8.2Tier 2 — Reelection Winners (Closeout Function): All House seats are subject to election every two years. House incumbents and Senators who won their reelection races earned their mandate and shall not be unseated without cause. They are assigned a defined closeout function: winding down active committee work, maintaining communications infrastructure, transferring institutional knowledge to the citizen-led Transition Commission, and ensuring no downstream systems — appropriations, agency oversight, communications channels — are overlooked in the handoff. This closeout period carries a hard sunset of 120 days. No new legislation. No new appointments. No blocking authority. Their role is to hand off responsibly, not to govern forward.
8.3Tier 3 — Challengers Who Defeated Incumbents (Oversight Function): Candidates who ran against incumbent officeholders and won a constituent mandate occupy a unique position: with no seat to fill in the traditional sense, they are appointed to an independent oversight capacity. Their function is to monitor the closeout process, ensure Tier 2 members fulfill their transition obligations, and report directly to the Transition Commission. They ran as accountability figures against the existing system. The transition gives them exactly that function.
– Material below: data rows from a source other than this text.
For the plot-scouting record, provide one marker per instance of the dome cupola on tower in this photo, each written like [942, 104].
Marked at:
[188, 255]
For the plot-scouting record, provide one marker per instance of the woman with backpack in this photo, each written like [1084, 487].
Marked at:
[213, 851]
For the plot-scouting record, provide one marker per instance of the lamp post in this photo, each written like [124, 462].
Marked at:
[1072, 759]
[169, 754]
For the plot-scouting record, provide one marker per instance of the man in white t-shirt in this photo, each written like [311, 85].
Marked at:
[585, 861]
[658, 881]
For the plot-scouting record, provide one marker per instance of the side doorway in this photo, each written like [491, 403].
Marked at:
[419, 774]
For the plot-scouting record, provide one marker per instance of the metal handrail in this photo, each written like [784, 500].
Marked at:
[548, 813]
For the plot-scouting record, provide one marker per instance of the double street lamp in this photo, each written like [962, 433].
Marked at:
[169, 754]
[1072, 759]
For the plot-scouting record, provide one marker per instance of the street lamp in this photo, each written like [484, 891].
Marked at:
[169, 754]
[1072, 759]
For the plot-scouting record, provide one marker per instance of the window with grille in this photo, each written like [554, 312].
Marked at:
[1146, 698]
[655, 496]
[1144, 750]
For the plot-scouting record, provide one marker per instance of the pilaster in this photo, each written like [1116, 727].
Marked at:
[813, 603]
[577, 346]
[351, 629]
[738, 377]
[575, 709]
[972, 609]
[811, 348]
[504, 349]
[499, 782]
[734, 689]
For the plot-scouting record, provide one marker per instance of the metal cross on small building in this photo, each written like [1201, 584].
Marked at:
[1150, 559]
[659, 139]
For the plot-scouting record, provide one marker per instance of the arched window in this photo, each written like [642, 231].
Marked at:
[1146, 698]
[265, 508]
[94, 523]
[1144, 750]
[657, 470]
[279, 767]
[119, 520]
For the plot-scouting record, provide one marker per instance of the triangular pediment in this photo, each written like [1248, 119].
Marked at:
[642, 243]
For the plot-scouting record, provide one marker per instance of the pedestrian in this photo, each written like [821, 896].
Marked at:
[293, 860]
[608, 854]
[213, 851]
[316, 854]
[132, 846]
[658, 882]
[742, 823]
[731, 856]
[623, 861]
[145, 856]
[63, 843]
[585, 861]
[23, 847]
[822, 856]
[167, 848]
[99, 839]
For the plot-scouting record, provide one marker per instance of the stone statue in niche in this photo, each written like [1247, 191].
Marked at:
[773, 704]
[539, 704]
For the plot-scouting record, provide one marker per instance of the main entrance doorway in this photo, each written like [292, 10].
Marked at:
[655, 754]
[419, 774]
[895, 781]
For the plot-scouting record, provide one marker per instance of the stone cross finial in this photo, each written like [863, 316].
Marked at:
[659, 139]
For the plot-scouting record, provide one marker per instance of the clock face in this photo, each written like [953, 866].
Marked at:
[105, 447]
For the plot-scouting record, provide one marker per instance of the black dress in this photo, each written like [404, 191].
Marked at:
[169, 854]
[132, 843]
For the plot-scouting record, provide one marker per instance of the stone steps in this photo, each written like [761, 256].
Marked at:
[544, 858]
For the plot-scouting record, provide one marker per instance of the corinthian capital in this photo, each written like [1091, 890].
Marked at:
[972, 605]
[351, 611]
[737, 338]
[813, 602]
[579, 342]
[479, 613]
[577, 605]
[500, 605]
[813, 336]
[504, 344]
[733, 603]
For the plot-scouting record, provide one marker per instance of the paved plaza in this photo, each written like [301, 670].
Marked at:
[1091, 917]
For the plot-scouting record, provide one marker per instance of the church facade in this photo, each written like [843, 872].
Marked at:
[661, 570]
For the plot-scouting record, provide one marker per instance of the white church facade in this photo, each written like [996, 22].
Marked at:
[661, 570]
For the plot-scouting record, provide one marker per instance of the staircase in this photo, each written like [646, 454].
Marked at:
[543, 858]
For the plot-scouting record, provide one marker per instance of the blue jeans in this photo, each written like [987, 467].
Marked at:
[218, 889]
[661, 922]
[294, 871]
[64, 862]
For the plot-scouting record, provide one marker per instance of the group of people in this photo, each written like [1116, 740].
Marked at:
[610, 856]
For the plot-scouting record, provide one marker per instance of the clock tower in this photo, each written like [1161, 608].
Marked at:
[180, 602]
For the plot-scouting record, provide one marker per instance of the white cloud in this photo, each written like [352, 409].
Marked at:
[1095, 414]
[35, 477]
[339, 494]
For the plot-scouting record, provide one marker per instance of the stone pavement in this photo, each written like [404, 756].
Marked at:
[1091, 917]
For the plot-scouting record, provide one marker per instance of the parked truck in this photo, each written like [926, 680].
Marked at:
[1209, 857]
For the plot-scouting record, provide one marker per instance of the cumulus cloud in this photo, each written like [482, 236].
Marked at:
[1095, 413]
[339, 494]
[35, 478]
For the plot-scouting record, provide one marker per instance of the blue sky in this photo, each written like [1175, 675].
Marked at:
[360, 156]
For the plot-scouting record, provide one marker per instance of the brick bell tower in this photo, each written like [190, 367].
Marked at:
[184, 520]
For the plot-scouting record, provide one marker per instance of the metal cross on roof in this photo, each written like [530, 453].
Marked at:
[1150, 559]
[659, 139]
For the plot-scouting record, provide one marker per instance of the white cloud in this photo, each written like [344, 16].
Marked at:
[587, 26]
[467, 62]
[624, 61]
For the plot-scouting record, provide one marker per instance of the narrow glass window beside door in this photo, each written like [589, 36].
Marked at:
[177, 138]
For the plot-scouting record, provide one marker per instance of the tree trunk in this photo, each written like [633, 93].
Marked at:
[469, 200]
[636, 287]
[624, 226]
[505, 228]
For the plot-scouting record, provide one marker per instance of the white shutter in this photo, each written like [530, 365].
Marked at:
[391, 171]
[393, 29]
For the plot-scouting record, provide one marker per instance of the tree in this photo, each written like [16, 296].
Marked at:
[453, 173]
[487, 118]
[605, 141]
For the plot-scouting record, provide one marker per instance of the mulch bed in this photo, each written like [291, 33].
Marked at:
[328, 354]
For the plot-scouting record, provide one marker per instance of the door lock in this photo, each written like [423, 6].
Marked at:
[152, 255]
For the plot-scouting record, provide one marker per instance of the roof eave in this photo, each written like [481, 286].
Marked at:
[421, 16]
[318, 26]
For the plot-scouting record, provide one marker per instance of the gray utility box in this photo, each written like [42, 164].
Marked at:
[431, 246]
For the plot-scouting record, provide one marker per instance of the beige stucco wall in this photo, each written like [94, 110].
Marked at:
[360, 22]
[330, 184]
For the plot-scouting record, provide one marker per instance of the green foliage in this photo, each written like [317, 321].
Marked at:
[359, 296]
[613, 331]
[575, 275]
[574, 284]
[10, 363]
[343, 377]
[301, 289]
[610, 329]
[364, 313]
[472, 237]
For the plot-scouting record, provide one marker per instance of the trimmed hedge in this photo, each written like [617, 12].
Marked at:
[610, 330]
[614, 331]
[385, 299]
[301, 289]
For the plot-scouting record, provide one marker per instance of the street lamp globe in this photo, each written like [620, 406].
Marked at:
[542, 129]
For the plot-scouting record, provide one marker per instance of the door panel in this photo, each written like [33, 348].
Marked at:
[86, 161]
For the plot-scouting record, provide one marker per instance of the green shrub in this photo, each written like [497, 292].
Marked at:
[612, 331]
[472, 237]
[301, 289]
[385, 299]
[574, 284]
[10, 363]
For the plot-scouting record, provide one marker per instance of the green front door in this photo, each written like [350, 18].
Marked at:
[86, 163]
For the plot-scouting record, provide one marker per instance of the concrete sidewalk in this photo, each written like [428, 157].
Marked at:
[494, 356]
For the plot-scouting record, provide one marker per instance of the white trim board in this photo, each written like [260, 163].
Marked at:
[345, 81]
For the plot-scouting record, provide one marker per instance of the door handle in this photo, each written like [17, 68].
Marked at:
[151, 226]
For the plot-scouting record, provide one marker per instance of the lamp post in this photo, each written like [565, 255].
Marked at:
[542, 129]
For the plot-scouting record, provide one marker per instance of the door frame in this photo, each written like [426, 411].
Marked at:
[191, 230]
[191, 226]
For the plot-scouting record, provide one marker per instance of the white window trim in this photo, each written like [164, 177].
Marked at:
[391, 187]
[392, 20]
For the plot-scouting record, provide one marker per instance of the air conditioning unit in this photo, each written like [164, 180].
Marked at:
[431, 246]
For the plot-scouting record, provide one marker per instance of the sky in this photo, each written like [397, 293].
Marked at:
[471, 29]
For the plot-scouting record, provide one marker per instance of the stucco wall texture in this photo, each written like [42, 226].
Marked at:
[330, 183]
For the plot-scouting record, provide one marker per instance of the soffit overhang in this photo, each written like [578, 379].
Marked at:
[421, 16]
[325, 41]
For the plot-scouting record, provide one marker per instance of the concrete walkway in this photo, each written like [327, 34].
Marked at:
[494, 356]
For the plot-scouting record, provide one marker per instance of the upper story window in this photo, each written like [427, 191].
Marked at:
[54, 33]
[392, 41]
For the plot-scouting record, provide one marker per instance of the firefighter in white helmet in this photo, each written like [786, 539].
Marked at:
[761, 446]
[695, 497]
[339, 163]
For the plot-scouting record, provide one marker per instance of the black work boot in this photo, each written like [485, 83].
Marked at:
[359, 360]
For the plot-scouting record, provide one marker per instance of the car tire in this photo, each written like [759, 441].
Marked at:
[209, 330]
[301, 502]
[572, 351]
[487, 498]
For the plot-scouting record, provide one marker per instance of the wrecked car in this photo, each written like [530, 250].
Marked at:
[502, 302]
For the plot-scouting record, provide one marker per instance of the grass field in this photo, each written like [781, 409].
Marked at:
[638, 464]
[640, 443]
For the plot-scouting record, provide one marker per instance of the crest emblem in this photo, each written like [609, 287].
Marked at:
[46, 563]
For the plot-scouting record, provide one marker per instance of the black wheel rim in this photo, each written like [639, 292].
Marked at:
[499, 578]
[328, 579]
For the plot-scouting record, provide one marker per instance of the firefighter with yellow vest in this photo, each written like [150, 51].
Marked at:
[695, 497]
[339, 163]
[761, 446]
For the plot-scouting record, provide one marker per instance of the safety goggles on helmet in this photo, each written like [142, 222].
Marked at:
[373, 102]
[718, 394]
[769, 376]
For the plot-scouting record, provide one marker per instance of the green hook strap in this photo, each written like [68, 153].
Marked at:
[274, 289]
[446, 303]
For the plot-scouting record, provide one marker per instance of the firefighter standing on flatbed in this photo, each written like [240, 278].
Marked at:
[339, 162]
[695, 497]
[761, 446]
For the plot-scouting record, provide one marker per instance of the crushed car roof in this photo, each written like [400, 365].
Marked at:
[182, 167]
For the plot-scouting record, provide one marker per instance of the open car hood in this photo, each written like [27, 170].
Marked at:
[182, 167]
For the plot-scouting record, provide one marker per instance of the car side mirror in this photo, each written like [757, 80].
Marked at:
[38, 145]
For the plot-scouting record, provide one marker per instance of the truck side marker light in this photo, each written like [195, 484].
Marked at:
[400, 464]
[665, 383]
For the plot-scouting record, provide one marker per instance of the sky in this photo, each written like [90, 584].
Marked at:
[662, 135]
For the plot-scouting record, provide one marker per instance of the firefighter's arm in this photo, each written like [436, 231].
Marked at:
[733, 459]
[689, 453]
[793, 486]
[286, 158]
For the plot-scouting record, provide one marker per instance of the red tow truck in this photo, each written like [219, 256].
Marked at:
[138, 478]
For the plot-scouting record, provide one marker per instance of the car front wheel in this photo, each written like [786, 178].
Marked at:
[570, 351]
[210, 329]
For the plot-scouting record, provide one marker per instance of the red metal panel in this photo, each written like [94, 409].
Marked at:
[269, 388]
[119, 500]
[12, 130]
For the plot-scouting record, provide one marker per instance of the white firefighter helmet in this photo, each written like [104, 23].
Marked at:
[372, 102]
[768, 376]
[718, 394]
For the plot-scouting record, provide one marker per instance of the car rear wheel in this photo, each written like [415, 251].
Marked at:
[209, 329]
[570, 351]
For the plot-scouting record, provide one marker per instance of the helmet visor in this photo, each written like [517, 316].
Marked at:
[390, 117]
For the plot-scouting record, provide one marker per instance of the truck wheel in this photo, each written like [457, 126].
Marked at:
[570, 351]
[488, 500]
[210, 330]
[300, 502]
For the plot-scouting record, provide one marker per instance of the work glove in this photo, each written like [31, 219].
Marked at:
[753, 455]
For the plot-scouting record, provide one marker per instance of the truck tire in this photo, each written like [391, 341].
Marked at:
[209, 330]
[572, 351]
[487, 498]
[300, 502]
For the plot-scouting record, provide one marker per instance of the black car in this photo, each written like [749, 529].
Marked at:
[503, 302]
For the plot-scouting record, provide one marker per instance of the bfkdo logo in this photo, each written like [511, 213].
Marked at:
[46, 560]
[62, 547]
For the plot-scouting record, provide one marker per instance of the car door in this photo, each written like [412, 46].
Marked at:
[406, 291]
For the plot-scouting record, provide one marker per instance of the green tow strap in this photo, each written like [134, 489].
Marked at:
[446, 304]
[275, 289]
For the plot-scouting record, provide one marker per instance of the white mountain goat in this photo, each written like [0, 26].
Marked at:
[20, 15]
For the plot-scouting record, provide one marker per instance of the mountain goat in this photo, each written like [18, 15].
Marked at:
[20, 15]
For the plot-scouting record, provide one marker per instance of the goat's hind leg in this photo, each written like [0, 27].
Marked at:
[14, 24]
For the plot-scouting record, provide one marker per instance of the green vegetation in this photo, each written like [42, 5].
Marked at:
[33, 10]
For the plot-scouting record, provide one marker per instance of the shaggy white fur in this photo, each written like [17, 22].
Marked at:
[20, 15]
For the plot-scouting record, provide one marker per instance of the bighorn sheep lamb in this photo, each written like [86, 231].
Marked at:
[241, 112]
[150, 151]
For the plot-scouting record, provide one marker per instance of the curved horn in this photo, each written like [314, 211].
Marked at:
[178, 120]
8.4Tier 4 — Founding Transition Members: No citizen who won an election through fair process should be left without acknowledgment or recourse when their seat is dissolved by the transition. All winning candidates whose seats are dissolved by the transition are formally designated Founding Transition Members — a permanent historical record acknowledging they were elected at the moment of reform. They shall receive: (a) first priority consideration for Transition Commission seats; (b) expedited eligibility for the CIP Judicial Guard; and (c) a paid transition stipend equivalent to the full congressional salary for the duration of the closeout period. Their electoral mandate does not disappear. It transfers.
8.5Governing Principle: The goal of transition governance is not to punish those who operated within a broken system. It is to replace the system itself — cleanly, completely, and without the chaos that serves no one. All transition roles carry full constitutional protections and are subject to the oversight of the Transition Commission and the Judicial Guard.